"The White Thang"
Animal or Ghost?

By: Peter J. Gossett


Feneda (Martin) Smith never saw the "white thang," but several others had seen it. According to Ottis Thomas, it was possibly in the late 1930s, and he had heard stories about the "white thang." One day, Ottis and his brother Edward were playing in a saw dust pile; the saw mill had long been gone. They were at the south end of the glades, near Brown’s Creek. They did not realize anything out of the ordinary for awhile, but all of a sudden, Edward screamed, "there’s ol’ white thang!" Ottis said he did not look back and took off running barefoot over the glades as fast as he could. After a couple hundred yards, he turned and looked back and saw nothing. He says he thinks it was an old white fox hound.

The incidents of the "white thang" occurred outside of the Lynn area of Winston County. Feneda Smith: "Old man George Morrows... seen it over there in Enon graveyard, and he said it looked like a lion... you know, bushy, betwixt a dog and a lion. It was white and slick with long hair. It had a slick tail, down on the end of the tail a big ol’ bush of hair. He lent up against a tree and fell asleep. When he woke up the sun was just rising, and the "white thang" was laying right beside him, and it was looking at him. He said it didn’t offer to hurt him or nothing."

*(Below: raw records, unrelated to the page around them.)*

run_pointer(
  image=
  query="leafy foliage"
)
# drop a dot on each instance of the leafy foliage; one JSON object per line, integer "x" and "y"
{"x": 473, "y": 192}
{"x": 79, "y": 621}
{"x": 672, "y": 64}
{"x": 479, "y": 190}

Feneda: "Nathan Thomas said he had been to Florida, and he was coming back home; he had been down there to see his brother. He caught a bus from Jasper to Nauvoo. He was walking out from Nauvoo, and they lived down in Kaeiser Bottoms. He was coming across the creek and up the hill just before you start down to Kaeiser Bottoms to their house, and he heard something ‘poomp’ ‘poomp’ ‘poomp’ behind him. He looked back and [the white thang] was coming after him just a-laying down. He said he broke and run and made it to get to a hickory tree and climbed it. He sat there until between 1 to 2 o’clock in the morning. That thang layed down by the tree and gnawed it. The moon was shining real bright, and sometime in the morning, it ‘vantually gave up and walked away. I could see it way down the road. He said buddy I got down and I mean I run until I got to the house."

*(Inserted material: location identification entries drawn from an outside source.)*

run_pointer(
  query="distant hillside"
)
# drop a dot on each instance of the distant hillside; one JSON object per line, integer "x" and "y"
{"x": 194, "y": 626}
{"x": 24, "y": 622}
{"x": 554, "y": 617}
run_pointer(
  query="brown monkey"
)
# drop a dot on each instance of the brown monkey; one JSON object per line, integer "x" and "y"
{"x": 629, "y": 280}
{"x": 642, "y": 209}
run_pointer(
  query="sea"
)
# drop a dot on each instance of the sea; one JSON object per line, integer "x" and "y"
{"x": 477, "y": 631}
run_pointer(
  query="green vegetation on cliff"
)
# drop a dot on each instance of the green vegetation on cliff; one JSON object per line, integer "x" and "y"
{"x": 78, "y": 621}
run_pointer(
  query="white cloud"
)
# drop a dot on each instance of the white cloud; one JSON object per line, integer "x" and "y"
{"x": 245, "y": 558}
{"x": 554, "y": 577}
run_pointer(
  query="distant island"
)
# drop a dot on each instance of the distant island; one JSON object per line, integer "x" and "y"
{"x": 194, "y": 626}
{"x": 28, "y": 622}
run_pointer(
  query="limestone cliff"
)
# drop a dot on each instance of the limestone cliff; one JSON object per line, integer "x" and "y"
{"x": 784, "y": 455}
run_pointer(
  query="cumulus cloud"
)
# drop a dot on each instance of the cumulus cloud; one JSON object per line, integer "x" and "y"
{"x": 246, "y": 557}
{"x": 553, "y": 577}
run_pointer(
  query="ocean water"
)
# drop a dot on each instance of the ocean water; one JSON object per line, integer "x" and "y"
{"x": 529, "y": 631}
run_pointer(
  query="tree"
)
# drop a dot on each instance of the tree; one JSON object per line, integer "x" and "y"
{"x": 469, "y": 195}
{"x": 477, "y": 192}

Arthur Martin and Jessie Thomas also saw this thang. They were riding bicycles down the Enon road, when they saw it grazing on the side of the road. Although it didn’t offer to hurt them, they turned around and came back from the way they came. Hattie Edwards, Bernice Hopson, and some others were walking on this same road, when they saw the "white thang." They turned sideways and eased by it without any adventure.

There have been no reports of the "white thang" in a long time. Since few people walk through these Winston hills at night now anymore, could the "white thang" still be there? Could it be an animal? Or could it be something worse roaming the hills watching and waiting?